- Theatrical release poster
- Directed by: Surya Prakash
- Story by: T. Sivakumar
- Produced by: PB Saravanan; T. Sivakumar;
- Starring: Jeevan; Vidya Pradeep; Nandha; Samuthirakani; Richard Rishi; Ranjith;
- Cinematography: Philip Vijayakumar
- Edited by: K. Sasi Kumar
- Music by: Vikram Selva
- Production company: Benn Consortium
- Release date: 28 August 2015;
- Running time: 134 minutes
- Country: India
- Language: Tamil

= Adhibar =

2015 Indian film by Surya Prakash

Adhibar ( Proprietor) is a 2015 Indian Tamil-language action film directed by Surya Prakash. The film stars Jeevan and Vidya Pradeep with Nandha, Samuthirakani, Richard Rishi, and Ranjith playing supporting roles. The film was produced by T. Sivakumar, who also wrote the story for the film. The soundtrack was composed by newcomer Vikram Selva with editing done by Zashi Qmer and cinematography by Philip Vijayakumar. The film was released on 28 August 2015.

==Production==
Adhibar began production in early 2015. The film was shot in various locations including Bangkok, Chennai, Pondicherry, and parts of Malaysia including Langkawi.

==Soundtrack==
The music was composed by Vikram Selva.

- "Avala" - Vikramselva
- "En Kadhal" - Vikramselva
- "Poi" - Gana Bala
- "Athibar" Theme music

==Critical reception==
Sudhir Srinivasan of The Hindu criticised the film, stating, "It is perhaps the most bizarre film I've seen in a long time". M Suganth of The Times of India rated the film 1.0 out of 5 and wrote, "Adhibar is an exercise in mediocrity [..] We are told that the story is based on a real-life incident that happened in Sri Lanka, but there is so much randomness in the movie that we start wondering if real life can be this random.
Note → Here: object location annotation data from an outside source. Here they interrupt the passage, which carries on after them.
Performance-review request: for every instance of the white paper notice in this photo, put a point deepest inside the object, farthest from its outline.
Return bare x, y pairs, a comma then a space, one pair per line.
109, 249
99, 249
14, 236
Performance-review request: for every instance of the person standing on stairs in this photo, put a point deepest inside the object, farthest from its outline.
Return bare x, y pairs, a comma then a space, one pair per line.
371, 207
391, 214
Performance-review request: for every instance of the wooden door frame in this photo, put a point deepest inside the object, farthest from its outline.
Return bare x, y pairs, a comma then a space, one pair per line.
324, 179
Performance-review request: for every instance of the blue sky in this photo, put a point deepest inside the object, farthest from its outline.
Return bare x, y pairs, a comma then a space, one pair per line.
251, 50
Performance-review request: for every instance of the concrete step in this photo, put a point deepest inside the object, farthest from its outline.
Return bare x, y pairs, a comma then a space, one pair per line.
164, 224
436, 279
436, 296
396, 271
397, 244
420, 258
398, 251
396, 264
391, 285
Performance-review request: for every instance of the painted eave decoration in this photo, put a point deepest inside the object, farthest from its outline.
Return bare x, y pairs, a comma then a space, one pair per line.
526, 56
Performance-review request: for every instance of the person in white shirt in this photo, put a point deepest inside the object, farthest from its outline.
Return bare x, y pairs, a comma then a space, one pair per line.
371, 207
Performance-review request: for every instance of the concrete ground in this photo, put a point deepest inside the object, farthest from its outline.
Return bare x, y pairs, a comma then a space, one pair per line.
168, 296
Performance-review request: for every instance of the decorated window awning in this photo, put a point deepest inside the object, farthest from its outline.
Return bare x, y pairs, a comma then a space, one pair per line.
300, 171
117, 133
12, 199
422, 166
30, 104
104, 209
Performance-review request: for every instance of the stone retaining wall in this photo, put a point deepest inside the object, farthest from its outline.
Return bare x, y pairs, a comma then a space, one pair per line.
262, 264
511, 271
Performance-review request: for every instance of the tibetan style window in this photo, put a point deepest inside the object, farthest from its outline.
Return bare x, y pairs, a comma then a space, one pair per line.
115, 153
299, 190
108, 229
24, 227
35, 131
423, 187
Characters behave in the most implausible manner and take instant decisions that no sane person in real life might take". Janaki K of Silverscreen stated, "Adhibar tests your patience right from the beginning". Malini Mannath of The New Indian Express wrote, "Neither exciting nor refreshing, Adhibar is a dreary, mediocre fare".